The Recent History of GDP Growth, CO2 Emissions, and Climate Policy Paralysis, All in One Table-Runner
Note: I began designing this table-runner just before the COVID-19 pandemic blew up in the United States. In the time I have been embroidering it, rates of death and misery have soared while wealth generation and carbon emissions (the two subjects of this work) have ended their decades-long rise and have plummeted. A deadly virus is a terrible means of slowing greenhouse warming. Whenever we come out the other side of the pandemic, we must pursue a rapid, humane, ecologically sound, and guaranteed-effective course of action to drive greenhouse emissions down to zero. Here’s how. — P.G.C.
The color of money is the color of calamity
This table-runner illustrates, from left to right, the increase in atmospheric carbon dioxide concentration from 1946 to the present. Each year is represented by two adjacent stripes: one in gradually deepening shades of green representing that year’s U.S. gross domestic product (adjusted for inflation) and one in increasingly intense shades of yellow-orange-red, representing CO2 concentration.

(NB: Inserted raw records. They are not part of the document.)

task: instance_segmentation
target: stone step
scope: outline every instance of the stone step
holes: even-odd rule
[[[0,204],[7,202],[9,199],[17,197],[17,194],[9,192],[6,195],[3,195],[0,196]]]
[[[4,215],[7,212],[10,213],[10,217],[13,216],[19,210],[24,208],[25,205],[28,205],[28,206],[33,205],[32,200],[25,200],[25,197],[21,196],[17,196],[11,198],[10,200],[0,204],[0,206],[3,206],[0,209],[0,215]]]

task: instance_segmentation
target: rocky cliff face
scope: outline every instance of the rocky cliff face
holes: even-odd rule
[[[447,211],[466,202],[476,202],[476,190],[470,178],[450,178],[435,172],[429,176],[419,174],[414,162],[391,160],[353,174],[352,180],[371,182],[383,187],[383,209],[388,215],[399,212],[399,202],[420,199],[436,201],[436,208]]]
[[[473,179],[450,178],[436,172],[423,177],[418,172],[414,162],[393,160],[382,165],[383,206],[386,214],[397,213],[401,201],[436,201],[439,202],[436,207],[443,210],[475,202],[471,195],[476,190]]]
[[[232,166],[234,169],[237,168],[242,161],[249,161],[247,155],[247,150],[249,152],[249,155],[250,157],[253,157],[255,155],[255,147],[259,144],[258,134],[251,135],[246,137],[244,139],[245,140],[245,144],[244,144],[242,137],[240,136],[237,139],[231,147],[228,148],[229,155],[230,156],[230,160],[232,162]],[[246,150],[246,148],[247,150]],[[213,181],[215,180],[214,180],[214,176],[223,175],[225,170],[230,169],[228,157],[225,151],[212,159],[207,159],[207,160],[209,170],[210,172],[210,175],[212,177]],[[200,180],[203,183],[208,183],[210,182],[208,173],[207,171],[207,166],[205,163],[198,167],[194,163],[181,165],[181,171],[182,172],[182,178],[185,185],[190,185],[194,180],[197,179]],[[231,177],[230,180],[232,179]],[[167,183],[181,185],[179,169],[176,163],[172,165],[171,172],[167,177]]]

There are nine shades for GDP and eleven for CO2, with shades indicating roughly equal intervals of increase in each. The shades of both types of stripes darken as the years go by, in accordance with the increases that occurred in both GDP and CO2. (For hi-res, zoomed-in images of the table-runner, see here.)
The shades of yellow-orange-red in the table-runner darken more and more rapidly as the years pass, illustrating how emissions of CO2 accelerated as industrial output and fossil-fuel use rose more rapidly throughout the world. The concentration of CO2 rose at an annual rate of about 0.8 ppm from 1945 to 1980; 1.5 ppm from 1980 to 1995; and 2.1 ppm from 1995 to 2019. (The United States accounted for almost 20 percent of the rise in atmospheric CO2 during those years.)